Happier those who all this shun!


As late as the eighteenth century, in Central Europe, there were secret cults that drew their basic tenets from ancient priapic rites. Some of these orders practiced nudism but rejected marriage. Some encouraged promiscuities in their ritualistic assemblies. The Ebionites, for instance, were of this type. Also the Basilidians, a Gnostic sect that followed the principles of the founder Basilides, a Gnostic who flourished in Alexandria in the second century A.D.; also the Nicolaitans, an early Christian sect.

In Italy, in the eleventh century and the twelfth, there was a similar sect known as the Patarini. They made obscene obeisance to a black cat, evidently a variant Satanic form, then abandoned themselves to scenes of frantic lubricity.
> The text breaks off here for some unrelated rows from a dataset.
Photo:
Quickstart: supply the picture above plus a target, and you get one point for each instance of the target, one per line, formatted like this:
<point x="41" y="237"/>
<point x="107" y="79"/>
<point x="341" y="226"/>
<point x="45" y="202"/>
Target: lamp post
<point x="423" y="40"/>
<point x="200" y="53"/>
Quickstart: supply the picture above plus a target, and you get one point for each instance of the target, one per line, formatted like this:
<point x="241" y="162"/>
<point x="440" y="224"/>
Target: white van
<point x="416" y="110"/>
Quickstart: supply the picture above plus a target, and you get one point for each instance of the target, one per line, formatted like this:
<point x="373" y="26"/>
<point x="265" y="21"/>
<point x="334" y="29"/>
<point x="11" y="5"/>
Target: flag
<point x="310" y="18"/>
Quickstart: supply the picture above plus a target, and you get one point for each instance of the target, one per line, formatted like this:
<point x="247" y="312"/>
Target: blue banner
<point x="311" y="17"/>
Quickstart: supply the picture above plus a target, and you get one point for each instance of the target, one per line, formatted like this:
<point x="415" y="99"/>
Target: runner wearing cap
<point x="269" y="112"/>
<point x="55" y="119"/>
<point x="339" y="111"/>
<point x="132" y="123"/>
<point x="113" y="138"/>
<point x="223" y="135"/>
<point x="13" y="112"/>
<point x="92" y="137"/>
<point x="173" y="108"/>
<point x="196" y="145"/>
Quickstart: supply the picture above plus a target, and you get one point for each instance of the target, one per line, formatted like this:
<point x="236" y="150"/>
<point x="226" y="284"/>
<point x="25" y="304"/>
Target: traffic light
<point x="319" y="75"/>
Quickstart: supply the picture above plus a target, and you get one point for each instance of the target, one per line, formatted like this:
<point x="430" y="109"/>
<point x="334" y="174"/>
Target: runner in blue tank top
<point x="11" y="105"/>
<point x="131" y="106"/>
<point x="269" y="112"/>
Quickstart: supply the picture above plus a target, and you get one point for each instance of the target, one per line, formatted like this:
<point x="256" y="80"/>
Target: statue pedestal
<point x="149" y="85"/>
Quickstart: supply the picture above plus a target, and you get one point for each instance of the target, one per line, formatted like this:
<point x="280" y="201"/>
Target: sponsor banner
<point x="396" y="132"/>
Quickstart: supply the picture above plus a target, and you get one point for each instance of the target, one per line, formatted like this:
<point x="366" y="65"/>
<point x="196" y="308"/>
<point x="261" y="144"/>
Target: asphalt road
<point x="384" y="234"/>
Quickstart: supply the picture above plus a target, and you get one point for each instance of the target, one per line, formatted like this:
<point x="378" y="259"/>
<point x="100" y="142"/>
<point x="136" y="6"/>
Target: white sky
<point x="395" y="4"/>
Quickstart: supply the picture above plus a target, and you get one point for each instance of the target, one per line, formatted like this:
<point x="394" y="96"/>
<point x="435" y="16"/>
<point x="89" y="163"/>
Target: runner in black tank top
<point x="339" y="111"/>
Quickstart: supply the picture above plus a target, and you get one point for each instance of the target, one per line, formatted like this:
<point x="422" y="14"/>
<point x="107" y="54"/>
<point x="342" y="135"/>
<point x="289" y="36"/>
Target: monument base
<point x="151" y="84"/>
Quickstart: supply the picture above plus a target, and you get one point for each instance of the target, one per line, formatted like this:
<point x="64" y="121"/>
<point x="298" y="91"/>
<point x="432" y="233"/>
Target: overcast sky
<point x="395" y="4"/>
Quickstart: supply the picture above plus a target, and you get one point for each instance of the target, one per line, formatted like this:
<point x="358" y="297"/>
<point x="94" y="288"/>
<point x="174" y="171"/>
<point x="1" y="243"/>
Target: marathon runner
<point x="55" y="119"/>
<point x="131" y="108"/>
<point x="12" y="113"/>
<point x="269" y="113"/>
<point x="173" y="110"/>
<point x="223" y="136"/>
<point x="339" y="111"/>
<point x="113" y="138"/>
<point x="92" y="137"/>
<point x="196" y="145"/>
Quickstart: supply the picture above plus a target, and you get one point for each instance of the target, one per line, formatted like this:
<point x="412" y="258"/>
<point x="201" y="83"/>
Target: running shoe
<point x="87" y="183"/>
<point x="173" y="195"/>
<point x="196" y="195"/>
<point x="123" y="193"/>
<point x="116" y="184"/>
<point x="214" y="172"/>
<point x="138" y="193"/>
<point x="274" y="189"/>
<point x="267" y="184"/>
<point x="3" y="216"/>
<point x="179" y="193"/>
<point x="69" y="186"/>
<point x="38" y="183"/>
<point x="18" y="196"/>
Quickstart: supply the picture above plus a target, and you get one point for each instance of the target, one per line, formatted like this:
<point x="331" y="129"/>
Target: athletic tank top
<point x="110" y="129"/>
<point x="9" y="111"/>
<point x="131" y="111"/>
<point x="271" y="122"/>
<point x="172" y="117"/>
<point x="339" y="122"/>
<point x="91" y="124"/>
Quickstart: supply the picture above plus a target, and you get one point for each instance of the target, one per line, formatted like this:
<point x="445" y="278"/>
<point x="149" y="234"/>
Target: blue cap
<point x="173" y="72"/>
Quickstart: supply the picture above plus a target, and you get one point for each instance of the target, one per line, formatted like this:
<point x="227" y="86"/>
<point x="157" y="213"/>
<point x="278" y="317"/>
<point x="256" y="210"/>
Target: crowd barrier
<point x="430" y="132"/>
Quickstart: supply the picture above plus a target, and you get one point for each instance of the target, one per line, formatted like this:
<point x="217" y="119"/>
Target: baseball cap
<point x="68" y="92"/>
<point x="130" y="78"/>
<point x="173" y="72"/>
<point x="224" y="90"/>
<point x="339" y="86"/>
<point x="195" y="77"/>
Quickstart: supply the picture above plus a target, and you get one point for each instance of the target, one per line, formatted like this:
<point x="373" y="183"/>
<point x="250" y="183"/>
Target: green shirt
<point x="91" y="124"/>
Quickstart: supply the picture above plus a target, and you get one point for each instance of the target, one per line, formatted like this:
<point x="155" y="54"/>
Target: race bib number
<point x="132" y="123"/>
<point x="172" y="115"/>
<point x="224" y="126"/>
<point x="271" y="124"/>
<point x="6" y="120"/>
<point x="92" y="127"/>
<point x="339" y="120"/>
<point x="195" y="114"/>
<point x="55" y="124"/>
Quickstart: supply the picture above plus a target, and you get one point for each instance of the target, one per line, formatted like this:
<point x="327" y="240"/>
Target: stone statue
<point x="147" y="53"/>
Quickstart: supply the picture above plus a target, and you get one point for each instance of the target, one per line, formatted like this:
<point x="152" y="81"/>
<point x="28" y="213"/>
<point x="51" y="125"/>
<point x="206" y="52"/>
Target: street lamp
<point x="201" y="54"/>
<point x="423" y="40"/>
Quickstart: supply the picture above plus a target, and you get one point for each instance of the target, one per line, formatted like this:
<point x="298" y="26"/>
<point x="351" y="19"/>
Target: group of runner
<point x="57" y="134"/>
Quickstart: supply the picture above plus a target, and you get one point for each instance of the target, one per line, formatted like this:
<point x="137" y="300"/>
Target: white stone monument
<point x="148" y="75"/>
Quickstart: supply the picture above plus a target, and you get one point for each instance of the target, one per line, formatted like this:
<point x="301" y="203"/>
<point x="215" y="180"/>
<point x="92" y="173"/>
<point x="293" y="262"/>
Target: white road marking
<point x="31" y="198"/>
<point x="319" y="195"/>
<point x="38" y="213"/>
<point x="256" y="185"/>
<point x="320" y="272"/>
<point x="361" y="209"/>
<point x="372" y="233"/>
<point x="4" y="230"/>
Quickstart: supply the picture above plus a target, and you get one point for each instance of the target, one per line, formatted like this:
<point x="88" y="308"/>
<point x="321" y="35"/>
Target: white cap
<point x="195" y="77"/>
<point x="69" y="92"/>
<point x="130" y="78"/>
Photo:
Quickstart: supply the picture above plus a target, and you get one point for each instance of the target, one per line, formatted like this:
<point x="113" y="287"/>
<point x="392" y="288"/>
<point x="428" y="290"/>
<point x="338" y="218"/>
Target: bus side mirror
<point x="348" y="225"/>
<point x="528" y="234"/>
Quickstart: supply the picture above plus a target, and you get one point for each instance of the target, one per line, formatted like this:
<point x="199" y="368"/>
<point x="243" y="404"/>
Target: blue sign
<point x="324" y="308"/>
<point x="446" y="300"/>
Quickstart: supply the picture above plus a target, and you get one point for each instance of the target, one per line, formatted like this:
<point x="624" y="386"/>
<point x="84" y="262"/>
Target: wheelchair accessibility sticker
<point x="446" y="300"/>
So too in many regions of France that still recalled ancient pagan Gaul similar orgiastic performances occurred under cover of darkness.

Even the Knights Templars, the military-religious members of the Order that was founded early in the twelfth century and was suppressed at the beginning of the fourteenth century, were reputed to have aligned themselves with foul obscenities that involved anal osculation, as in the case of the witch members of the Satanic Sabbat, and desecration of Christian ritual accompanied by erotic perversions.


Sympathetic magic and the use of wax images were common means of securing amatory ardor compulsively. The ancients were intimately familiar with the procedures. And the grimoires current in medieval times were similarly repositories of dark and occult amatory techniques, and likewise recommended a variety of rituals. Involved in the ceremonials were of course darkness, the burning of incense, the construction of special pentagrams and magic circles, the shaping of the figurine, and the Latin invocation which gave final assurance to the erotic effects.


Amatory intimacies, especially but not exclusively in the Middle Ages, were believed possible between human beings and disembodied creatures, incubi and succubi, sylphs and undines or water spirits, salamanders, various types of Satanic emissaries and subordinates in the infernal hierarchy, such as Isheth Zemunin, who presided over prostitution.